The War of Independence, or Mutiny depending on which side of the fence you are in, provided a real testing ground for the mettle of the young officers celebrated beyond measure in the book. Collecting masses of Sikhs and Pathans as mercenaries, the British marched to Delhi where the rebels had captured the Red Fort. The legend however couldn’t survive the onslaught of disciplined firepower. Within days of storming the bastion, Nicholson was shot down and found abandoned on the wayside. Medical care couldn’t bring him back to life and he breathed his last nine days later. Thus ended the life of a racist, arrogant and insubordinate officer of the Company’s army. Though Allen presents him as a hero and legend of the Pathans, what we read from the text are gruesome accounts of extra-judicial killings of native Indians at the merest whim of this deranged alien in a foreign land in which he didn’t have any moral right to govern.

This book provides the answer to the question of why authors like William Dalrymple fire up the imagination of our society and why Charles Allen, even with a better researched work, fails to do so. The subject matter of the work, namely, annexation of the North – West frontier of the East India Company’s Indian domains virtually envelops in its fold the plot of Dalrymple’s latest work, Return of a King (reviewed earlier), but the contrast cannot be more sharp. Allen sees the whole episode from a Briton’s perspective and with ethos more of a historian than a storyteller. Even though I have not read Allen’s The Search for Shangri-La, the similarity denoted by the title with the content of Dalrymple’s To Xanadu (reviewed earlier) is striking. We may pardon him for his insistence on calling the First War of Independence (1857) as only a mutiny on historical grounds, but there is no denying that in narrating the acts and heroic deeds of his protagonists, never for an instant had he cared to leaf through the mountain of discontent and dishonour the native principalities had had to endure under the conquering yoke of the company.
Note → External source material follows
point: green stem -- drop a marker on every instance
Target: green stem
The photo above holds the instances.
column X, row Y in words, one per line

It is true that considerable mellowing had taken place in the tone of comments on the journals of the army officials who fought in the frontier in 1840-60 repeated in the book, which may be attributed to the rise of liberalism and shunning of racism. Shorn of these feeble traces of modernity revealed occasionally in the book, Indian readers look upon the contorted countenance of soldiers of fortune descended upon a land for no more ennobling spirit than his own livelihood. Allen is dead sure of the fact that British intervention in a native state produced benevolent effects on the populace, even though such acts of aggression were often masked with subterfuge and desertion.

Allen’s book covers a geographical stretch now included in the borders of modern Pakistan. Indeed, the style of narration and bias towards the supposedly noble qualities of the tribesmen in these regions like their sense of humour, independence and abhorrence to yield to authority are glorified, which does not leave the reader in any doubt about the targeted audience of the work. At the same time, the Afghans are portrayed as a treacherous people who won’t bat an eyelid to condemn their brothers to death, if it somehow suited their purpose. Depictions of loyalty displayed by the border tribesmen are felt as nothing more than the feeling of subjection shown by a slave to his master.

The book is recommended only for those readers who won’t mind thumbing through 341 pages with not much to commend for.